How often does anyone think about the animals we ‘consume’ and what their lives may actually be like? Do shrimps mediate and pray that they don’t end up on our dinner plates? Do we feel an intimate bond with this small creature the way we do our cows, goats and sheep? I’m inclined to say no.

When it comes to the bounty of the sea, we have been less inclined to give a hoot about animal welfare. Some even say that sea creatures feel no pain. But is this true? Well, we should have a big debate about it. While the shrimp is a common food source, it is not exactly a ‘cheap’ food item. The prawn is a staple food in many cultures even if it has somewhat of a luxury status.

Prawn and shrimp should be a common sight on almost every shore; but they are difficult to spot not only because of their small size, but also due to their tendency to hide in burrows or just beneath the sand. Even those that we are able to see can easily disappear from view as many of them are nearly transparent in appearance. They have adapted to dwell beneath the sand. It is thus ironic that despite this natural defence mechanism, they can be found on dinner menus all over the world.

Why? The answer is simple. Despite the way the shrimp hides and burrows, it can be found easily near the seafloor of most coasts and estuaries as well as in rivers and lakes. The shrimp has been consumed by most cultures that had close access to a body of water.

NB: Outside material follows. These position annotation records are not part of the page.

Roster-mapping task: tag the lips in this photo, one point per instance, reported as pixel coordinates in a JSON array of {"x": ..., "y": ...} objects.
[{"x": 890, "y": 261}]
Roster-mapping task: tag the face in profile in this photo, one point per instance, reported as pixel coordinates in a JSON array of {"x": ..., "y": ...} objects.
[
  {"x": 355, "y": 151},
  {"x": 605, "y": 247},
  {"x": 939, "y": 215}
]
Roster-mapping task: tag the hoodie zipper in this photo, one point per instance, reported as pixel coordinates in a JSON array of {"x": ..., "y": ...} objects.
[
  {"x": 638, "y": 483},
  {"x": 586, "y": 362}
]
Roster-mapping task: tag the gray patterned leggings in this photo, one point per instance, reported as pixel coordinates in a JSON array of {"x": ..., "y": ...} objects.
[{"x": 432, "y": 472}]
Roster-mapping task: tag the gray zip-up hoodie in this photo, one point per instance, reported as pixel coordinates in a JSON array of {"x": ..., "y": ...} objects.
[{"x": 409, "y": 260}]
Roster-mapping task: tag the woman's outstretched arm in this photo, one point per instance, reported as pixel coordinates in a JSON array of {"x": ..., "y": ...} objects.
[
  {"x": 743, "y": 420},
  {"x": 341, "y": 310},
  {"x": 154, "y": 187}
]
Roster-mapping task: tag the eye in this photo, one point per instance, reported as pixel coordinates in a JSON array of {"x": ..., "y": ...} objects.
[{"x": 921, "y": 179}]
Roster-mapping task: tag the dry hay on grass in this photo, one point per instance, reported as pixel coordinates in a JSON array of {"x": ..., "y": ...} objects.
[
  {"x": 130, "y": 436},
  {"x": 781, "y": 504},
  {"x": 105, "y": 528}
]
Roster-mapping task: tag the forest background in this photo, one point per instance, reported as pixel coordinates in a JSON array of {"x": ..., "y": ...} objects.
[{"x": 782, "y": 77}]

In the 1980s, the farming of shrimp became especially prevalent. It would take a few decades, but a few years after the turn of the millennium, the harvest from shrimp farms surpassed the capture of wild shrimp.

Like many marine creatures, shrimps undergo metamorphosis. They change their shape as they develop through their life cycle. Most species of adult shrimps migrate to deeper waters to breed and release their eggs. Eggs usually hatch fast. The larvae of the shrimp look nothing like the adults. They drift along with the plankton till they develop further. When they begin to look more like ‘shrimp’, they migrate back to shallow waters.

A strength that I associate with the shrimp is its ability to intuitively know when to move forward and when to back off. As they’re largely solitary and shy creatures, they tend to prefer hiding in the sand to asserting themselves out in the world. It is this very versatility and agility that enables them to sense when danger is nearby and when they should retreat.

In most cases, the shrimp is not a social animal. This natural defensiveness has not, however, protected it from all situations. But was it made to be eaten? Well, that depends on who you ask.